Richard Artschwager, Description of Table, 1964, melamine laminate on plywood, 26 1/8 x 31 7/8 x 31 7/8".

New York

“Richard Artschwager!”

Whitney Museum of American Art
99 Gansevoort Street
October 25–February 3

Curated by Jennifer Gross

Long the odd man out of post-1960s art histories, Richard Artschwager has, for nearly five decades, synthesized various strains of contemporary practice—from Minimalism to Pop to appropriation—into an idiosyncratic oeuvre all his own. While Donald Judd was fabricating boxes and shelves out of industrial materials, Artschwager clad similar forms in Formica; years before Allan McCollum cast his surrogates, Artschwager was constructing similarly generic tableaux.
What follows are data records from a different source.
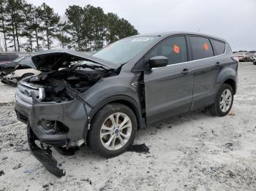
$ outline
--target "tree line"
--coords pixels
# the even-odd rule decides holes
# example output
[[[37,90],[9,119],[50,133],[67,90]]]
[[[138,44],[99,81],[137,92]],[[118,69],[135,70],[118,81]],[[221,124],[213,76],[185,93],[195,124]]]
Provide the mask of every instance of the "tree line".
[[[60,17],[45,3],[36,7],[26,0],[0,0],[0,33],[6,52],[50,49],[56,42],[62,48],[95,51],[138,34],[129,21],[99,7],[69,6]]]

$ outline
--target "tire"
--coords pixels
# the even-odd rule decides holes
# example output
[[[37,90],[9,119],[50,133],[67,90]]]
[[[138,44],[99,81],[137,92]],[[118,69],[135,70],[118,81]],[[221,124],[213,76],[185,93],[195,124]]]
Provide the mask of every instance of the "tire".
[[[116,119],[118,119],[118,125]],[[102,157],[110,158],[122,154],[132,144],[138,123],[136,116],[129,107],[110,104],[97,113],[91,128],[87,139],[89,146]]]
[[[222,97],[222,96],[223,95],[223,93],[225,93],[225,92],[230,93],[230,96],[229,96],[230,99],[227,98],[227,102],[224,101],[225,104],[222,105],[222,106],[221,106],[221,102],[223,101],[223,97]],[[213,104],[209,107],[210,113],[213,116],[219,116],[219,117],[225,116],[226,114],[228,114],[228,112],[230,111],[232,108],[233,98],[234,98],[234,93],[232,87],[228,84],[223,84],[220,87],[217,93],[217,95],[215,98],[214,104]],[[226,106],[225,106],[225,104],[226,104]],[[227,106],[227,104],[228,104],[228,106]]]

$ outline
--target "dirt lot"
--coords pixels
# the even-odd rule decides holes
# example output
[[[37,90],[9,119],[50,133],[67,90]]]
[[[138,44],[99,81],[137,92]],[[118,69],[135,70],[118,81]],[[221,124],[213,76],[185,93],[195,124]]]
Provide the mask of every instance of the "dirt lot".
[[[66,169],[48,173],[28,150],[13,110],[15,88],[0,85],[0,190],[256,190],[256,66],[241,63],[233,109],[195,112],[137,133],[149,153],[104,159],[86,146],[53,155]]]

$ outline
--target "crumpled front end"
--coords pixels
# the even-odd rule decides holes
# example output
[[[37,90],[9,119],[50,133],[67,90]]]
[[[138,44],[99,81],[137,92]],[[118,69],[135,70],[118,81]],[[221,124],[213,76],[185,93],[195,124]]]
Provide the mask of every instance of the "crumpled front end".
[[[83,104],[77,99],[66,103],[37,102],[29,109],[29,125],[42,143],[75,147],[83,140],[86,129],[85,109]]]
[[[90,107],[77,98],[67,101],[41,102],[37,87],[18,84],[15,112],[28,125],[28,141],[33,155],[53,175],[65,175],[52,155],[51,147],[62,155],[84,143]],[[84,131],[86,132],[84,132]]]

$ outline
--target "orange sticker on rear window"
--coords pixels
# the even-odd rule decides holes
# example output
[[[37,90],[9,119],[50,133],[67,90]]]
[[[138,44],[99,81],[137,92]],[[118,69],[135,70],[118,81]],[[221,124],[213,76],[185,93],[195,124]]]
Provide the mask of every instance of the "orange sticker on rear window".
[[[208,46],[206,42],[203,44],[203,47],[206,51],[209,49],[209,46]]]
[[[179,53],[180,48],[177,45],[173,46],[173,52],[178,54]]]

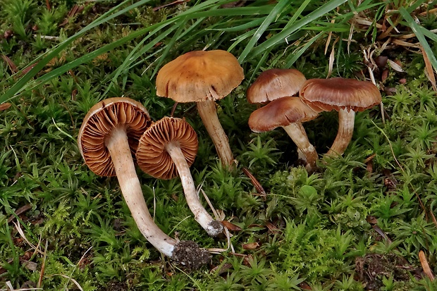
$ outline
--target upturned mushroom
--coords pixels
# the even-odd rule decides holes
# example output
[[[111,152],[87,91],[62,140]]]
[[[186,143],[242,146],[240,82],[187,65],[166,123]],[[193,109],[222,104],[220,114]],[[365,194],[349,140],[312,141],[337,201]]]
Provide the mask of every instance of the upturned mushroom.
[[[109,98],[91,108],[78,144],[85,163],[97,175],[117,176],[132,216],[145,238],[159,252],[189,268],[206,264],[209,254],[190,241],[176,241],[154,223],[134,166],[140,137],[150,124],[146,109],[128,98]]]
[[[282,97],[253,111],[249,118],[249,127],[255,132],[282,127],[296,144],[299,157],[306,163],[307,171],[312,173],[316,168],[319,156],[302,123],[318,116],[318,112],[303,103],[300,98]]]
[[[338,111],[338,132],[326,154],[341,156],[352,140],[356,111],[381,103],[379,89],[372,82],[333,78],[307,80],[300,92],[302,101],[313,109]]]
[[[262,72],[247,88],[249,103],[267,103],[299,92],[307,79],[296,69],[269,69]]]
[[[231,168],[235,161],[218,120],[215,101],[229,94],[244,78],[237,58],[221,50],[186,53],[163,66],[156,76],[158,96],[180,103],[197,103],[222,164]]]
[[[140,139],[137,162],[140,168],[159,179],[171,179],[179,174],[187,204],[196,221],[215,237],[223,230],[203,206],[190,172],[197,153],[197,135],[190,124],[180,118],[164,117],[153,123]]]

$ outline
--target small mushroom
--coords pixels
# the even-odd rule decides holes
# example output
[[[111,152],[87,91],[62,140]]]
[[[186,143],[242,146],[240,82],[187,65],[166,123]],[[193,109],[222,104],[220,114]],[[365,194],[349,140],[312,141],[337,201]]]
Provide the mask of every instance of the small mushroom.
[[[307,171],[312,173],[316,168],[319,156],[302,123],[312,120],[318,116],[318,112],[303,103],[300,98],[282,97],[253,111],[249,118],[249,127],[255,132],[282,127],[296,144],[300,158],[307,163]]]
[[[195,219],[208,235],[215,237],[223,232],[223,225],[202,205],[190,173],[197,149],[197,135],[187,122],[164,117],[153,123],[140,139],[137,162],[142,171],[156,178],[171,179],[179,173]]]
[[[269,69],[262,72],[247,88],[249,103],[266,103],[299,92],[307,79],[296,69]]]
[[[78,137],[79,150],[94,173],[117,176],[126,204],[146,239],[165,255],[196,268],[207,262],[208,252],[193,242],[178,242],[166,235],[153,221],[142,194],[132,154],[149,120],[146,109],[129,98],[100,101],[84,118]]]
[[[215,101],[230,93],[244,78],[237,58],[221,50],[186,53],[163,66],[156,76],[158,96],[197,103],[218,157],[228,167],[233,167],[235,161],[217,116]]]
[[[326,154],[341,156],[352,140],[355,111],[381,103],[379,89],[372,82],[333,78],[307,80],[300,92],[302,101],[321,111],[338,111],[338,132]]]

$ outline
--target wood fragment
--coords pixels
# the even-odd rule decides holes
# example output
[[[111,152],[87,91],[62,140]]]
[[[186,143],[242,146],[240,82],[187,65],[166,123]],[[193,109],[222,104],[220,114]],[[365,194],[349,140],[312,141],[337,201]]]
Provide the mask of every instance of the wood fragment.
[[[17,66],[12,61],[11,58],[9,58],[8,56],[2,54],[1,58],[3,58],[5,62],[6,62],[6,63],[8,64],[8,66],[9,67],[9,69],[13,73],[15,74],[18,71],[18,69],[17,68]]]
[[[266,196],[266,191],[264,191],[264,188],[262,187],[261,185],[259,183],[259,182],[258,182],[258,180],[257,180],[255,176],[252,175],[252,173],[249,171],[249,170],[247,168],[243,168],[242,171],[245,173],[245,175],[246,175],[247,178],[250,179],[250,180],[252,181],[252,183],[253,184],[255,189],[257,190],[257,192],[259,193],[261,196]]]
[[[426,256],[425,256],[424,251],[419,252],[419,259],[420,260],[420,264],[424,269],[424,273],[431,281],[433,281],[435,277],[431,268],[429,268],[429,264],[428,264]]]
[[[153,8],[154,11],[157,11],[159,9],[162,9],[163,8],[165,7],[168,7],[168,6],[171,6],[173,5],[178,5],[178,4],[182,4],[183,3],[185,3],[185,2],[188,2],[190,1],[190,0],[176,0],[176,1],[173,1],[173,2],[171,3],[168,3],[166,4],[164,4],[161,5],[160,6],[157,6]]]
[[[434,75],[434,70],[433,70],[433,65],[431,65],[431,61],[429,61],[429,58],[428,57],[428,55],[424,50],[423,47],[421,49],[421,54],[424,56],[424,61],[425,61],[425,74],[426,75],[426,77],[428,77],[428,80],[429,80],[429,82],[431,82],[431,85],[432,85],[434,91],[437,92],[437,85],[436,85],[436,75]]]
[[[0,111],[8,109],[12,105],[11,103],[2,103],[0,104]]]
This retrospective—containing roughly 120 works from all periods of the artist’s career and occasioning a catalogue with essays by the curator, Yale University Art Gallery’s Jennifer Gross; Cathleen Chaffee; Ingrid Schaffner; and Adam D. Weinberg—should put into clear view an artistic contribution that often eludes attention. Artschwager’s “blps,” for example, are often installed in overlooked places; but once you see them—as may be said of his practice at large—everything else is thrown into strange relief.